Ne olduğunu bana anlattıklarında, çok da şaşırdığımı söyleyemeyeceğim. Çünkü her zamanki olağan olaylar. Yani televole kültürü ile gazetecilik.
Hayır bu satırları yazan ben gazeteci değilim. Eğer gazetecilik bu ise, ben gazeteci de olmak istemem. Çünkü Medya hepimizin bildiği gibi 4.kuvvet. Bu kuvvetin böylesine rastgele kullanılmasına ve ülkemize zarar vermesine çok üzülüyorum.
Rahmetli Üzeyir Garih bir keresinde anlatmıştı. Antalya’da bir kaç yıl önce tecavüze uğrayan Avrupa’lı bir turistin hikayesini gazeteciler yarım sayfalık ve kocaman resimli haberler halinde vermişlerdi. O günden bu yana geçen 5-6 yıl içinde Antalya’dan bu tür haber gelmiyor. Ama o günlerde Avrupa basınında, Türk basınından alıntı bu haberle Türkiye’ye gitmenin ne kadar korkutucu olduğu anlatılıyordu. Oysa, Garih’in söylediğine göre ABD-Florida’da yılda 700 Turist gasp ediliyordu. Yani günde 2 turist. Ama haberler sadece tek kolon ve 5-10 satırlık haberlerdi. Bu nedenle de kimse Florida turistler için tehlikeli demiyordu.
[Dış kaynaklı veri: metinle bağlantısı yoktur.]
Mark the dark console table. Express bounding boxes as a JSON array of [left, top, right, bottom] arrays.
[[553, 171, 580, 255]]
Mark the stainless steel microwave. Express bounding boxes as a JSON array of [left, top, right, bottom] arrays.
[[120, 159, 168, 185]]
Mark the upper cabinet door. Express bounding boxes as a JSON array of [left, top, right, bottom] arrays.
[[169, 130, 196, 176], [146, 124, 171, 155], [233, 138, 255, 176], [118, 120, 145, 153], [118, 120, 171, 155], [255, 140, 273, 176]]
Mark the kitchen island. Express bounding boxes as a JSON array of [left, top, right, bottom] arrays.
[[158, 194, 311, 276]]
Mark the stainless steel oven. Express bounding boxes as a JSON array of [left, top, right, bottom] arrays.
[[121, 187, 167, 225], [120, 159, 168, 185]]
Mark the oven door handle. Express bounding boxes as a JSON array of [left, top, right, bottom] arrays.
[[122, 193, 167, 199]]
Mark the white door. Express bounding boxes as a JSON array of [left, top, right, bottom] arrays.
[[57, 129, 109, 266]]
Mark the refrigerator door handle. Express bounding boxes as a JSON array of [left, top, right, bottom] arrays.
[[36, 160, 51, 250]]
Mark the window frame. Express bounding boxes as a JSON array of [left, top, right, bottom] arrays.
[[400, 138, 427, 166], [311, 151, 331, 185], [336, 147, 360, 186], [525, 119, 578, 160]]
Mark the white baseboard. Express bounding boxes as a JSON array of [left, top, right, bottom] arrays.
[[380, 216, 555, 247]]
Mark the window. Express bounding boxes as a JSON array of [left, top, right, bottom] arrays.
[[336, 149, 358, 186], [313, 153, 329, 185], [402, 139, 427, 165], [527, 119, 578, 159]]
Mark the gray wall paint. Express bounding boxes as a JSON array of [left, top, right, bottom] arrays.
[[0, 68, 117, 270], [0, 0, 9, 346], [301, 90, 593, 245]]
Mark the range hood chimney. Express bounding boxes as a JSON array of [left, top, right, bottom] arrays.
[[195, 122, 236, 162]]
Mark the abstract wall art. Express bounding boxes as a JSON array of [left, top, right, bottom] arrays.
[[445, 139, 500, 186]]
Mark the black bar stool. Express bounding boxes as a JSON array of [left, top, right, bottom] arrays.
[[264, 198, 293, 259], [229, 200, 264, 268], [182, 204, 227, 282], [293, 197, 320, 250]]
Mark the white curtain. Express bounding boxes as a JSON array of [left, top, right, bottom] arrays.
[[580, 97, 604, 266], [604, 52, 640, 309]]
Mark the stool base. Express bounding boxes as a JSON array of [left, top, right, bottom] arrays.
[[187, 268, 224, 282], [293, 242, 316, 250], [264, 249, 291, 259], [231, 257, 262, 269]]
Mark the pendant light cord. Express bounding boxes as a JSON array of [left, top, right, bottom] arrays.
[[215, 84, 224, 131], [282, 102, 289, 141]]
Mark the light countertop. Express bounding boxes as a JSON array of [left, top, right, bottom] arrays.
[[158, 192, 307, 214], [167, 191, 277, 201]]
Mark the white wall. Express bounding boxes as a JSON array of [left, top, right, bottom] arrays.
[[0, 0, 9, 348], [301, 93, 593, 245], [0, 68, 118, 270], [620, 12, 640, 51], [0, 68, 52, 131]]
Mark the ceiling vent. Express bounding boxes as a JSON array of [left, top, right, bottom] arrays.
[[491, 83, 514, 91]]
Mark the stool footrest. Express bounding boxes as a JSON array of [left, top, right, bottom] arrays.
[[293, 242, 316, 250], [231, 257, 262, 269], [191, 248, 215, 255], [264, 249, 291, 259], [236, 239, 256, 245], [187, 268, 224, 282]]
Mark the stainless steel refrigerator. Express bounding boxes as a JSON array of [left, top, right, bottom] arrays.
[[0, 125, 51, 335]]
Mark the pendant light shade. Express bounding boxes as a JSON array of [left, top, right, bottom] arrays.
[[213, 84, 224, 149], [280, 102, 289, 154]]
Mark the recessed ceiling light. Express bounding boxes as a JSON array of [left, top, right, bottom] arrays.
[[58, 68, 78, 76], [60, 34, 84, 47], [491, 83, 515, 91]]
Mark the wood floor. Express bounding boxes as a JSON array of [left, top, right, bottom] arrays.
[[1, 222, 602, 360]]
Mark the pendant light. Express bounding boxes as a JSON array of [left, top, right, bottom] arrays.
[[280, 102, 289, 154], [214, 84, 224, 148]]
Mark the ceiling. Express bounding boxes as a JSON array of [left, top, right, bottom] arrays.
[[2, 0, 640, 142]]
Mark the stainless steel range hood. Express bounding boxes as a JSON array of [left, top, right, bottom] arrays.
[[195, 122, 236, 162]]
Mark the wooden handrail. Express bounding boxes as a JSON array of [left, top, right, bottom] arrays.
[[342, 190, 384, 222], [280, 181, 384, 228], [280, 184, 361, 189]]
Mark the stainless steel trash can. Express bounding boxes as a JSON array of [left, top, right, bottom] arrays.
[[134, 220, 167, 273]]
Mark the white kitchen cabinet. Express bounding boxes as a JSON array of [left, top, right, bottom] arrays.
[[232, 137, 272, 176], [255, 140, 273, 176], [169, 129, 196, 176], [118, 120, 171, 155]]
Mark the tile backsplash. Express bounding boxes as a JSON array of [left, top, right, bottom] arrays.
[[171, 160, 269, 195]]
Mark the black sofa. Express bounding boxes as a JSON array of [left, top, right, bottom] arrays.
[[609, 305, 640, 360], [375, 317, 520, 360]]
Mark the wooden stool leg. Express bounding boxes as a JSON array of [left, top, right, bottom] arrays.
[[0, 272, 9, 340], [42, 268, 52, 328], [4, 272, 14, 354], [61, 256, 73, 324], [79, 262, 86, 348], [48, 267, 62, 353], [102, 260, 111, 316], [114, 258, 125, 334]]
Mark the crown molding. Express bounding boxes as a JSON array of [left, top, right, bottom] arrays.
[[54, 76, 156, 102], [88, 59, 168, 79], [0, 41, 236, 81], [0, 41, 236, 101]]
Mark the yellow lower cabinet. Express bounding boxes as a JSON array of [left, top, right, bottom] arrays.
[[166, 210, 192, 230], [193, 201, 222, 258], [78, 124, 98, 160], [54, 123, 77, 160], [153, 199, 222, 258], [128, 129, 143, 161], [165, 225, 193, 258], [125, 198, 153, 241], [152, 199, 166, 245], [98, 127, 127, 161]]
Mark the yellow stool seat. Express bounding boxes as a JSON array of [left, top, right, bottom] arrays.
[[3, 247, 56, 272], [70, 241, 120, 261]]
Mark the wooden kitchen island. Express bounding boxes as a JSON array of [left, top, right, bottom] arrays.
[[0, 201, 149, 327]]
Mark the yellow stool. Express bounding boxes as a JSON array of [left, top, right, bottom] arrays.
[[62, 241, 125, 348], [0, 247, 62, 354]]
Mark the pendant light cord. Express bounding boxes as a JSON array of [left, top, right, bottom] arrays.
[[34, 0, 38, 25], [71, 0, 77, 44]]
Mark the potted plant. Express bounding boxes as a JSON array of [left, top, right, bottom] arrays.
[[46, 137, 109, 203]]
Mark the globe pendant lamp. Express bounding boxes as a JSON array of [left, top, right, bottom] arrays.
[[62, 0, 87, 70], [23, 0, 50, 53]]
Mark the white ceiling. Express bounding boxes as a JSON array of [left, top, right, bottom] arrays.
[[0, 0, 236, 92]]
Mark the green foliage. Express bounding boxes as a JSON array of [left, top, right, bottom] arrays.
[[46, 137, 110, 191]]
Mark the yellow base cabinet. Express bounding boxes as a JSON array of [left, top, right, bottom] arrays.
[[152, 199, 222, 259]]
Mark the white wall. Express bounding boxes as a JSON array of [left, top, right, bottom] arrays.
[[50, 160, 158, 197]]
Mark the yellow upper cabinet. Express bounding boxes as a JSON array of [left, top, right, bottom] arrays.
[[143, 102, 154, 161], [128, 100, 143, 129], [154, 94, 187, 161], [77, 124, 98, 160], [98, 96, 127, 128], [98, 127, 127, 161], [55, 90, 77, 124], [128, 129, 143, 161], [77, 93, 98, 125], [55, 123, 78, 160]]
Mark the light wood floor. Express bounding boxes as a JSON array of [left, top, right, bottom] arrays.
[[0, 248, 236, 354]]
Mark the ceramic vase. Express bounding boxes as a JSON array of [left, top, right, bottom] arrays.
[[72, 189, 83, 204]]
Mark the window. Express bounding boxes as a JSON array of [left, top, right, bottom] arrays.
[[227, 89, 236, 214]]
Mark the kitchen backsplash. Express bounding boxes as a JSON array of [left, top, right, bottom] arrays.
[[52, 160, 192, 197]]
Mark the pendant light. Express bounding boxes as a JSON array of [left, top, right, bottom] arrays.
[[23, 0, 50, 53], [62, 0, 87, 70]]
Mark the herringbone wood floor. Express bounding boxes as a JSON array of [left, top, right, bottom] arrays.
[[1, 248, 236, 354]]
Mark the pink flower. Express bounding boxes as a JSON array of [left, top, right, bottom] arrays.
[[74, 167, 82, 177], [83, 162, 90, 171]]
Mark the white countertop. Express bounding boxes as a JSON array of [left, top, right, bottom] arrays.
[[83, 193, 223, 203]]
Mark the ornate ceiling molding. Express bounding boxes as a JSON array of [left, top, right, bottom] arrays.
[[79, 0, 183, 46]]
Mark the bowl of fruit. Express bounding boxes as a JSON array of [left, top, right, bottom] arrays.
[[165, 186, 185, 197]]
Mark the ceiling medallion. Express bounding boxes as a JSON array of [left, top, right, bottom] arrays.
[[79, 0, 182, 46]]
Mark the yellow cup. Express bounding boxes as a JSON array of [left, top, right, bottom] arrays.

Rahmetli Garih bu konuyu gazeteciliğin sadece haber vermek olmadığı, ama bu haberin nelere yol açacağını da düşünmek olduğu yorumuyla bitirmişti.
Ne kadar doğru..
Dün okudunuz sanıyorum. Oksijen’e Yargısız İnfaz başlıklı bir röportaj yaptım.
Bu röportajı niye bir gazeteci değil de, ben yaptım. Çünkü ben bilişim gazetecisi değil, bilişim-telekom sektörü çalışanıyım. Bir mühendisim.
Nedenini zaten sizlere uzun zamandır anlatmak istiyordum. Kısmet bu yazıyaymış. turk-internet.com’u 3 yıl önce yayınlamaya karar verdiğimde 4 nedenim vardı;
- Bilişim Haberlerini gününde yayınlayan, dünya’daki gidişatı izleyen bir yayın yoktu. Yayınlar genellikle basın bültenlerini değerlendirmek şeklindeydi. Ama –örneğin Cezayir depremi sonrası yurtdışı hatlarının kaybolması olayında olduğu gibi– olayları anı anına izleyen ve izleyicilere aktaran bir yayın yoktu. Ben sektörün bir elemanı olarak bu tür yayınlara ihtiyaç duyuyordum,
- Yazılan haberler ayağı yere basmayan haberlerdi. Kendilerini bilişim yazarları sananlar, ağızlarını kocaman doldurarak “abii yaaa adamlar şunu yapmışlar, bunu yapmışlar” diye başka yerlerdekini yazmaktan bu ülkenin sorunlarını göremiyor ve yazmıyorlardı.
- Haberler tek taraflıydı. Oksijen haberinde olduğu gibi, bir nedenle başına bir şey gelen firmanın düşüncelerini anlatabileceği bir ortam yoktu (bilenler bilir, ben bunu Alnet hikayesi ile yaşadım)
- Bilişim haberlerini yazanların pek çoğu da maalesef (burada tabi ki IT Business gibi sayıca çok az bir kaç grubu konu dışı tutuyorum) aslında bilişim-telekom cahili olduğu için konuyu anlamıyorlardı. Bütün boyutları vermeyi başaramıyorlardı.
Benim duyduğum sıkıntıları başkalarının da duyabileceğini düşünerek, daha önce hiç bir yayın grubunda bulunmadığım halde turk-internet.com’u yayınlamaya başladım. Bugün bu kararımdan çok memnunum. Çünkü haberlerimizin güncelliği, vizyon taşıması ve tarafsızlığı nedeniyle, hiç tanımadığım kişilerden bile tebrikler ve destekler alıyorum. Bu kimi zaman bilmemne şehrinin emniyet amirliği oluyor, kimi zaman bir bilgi işlem müdürü oluyor, kimi zaman bir telekom yatırımcısı..
Şimdi, şöyle düşünüyorum… Oksijen olayı iyi bir fırsat. Uzan kısmı bizi ilgilendirmiyor. Ama bilişim sektörü olarak, bu ülkenin entellektüelleri olarak, bu tür bir basına pirim vermeyeceğimizi, mail ve faxlarımızla göstermemiz lazım. Bunu yapabilecek yüreğiniz var mı?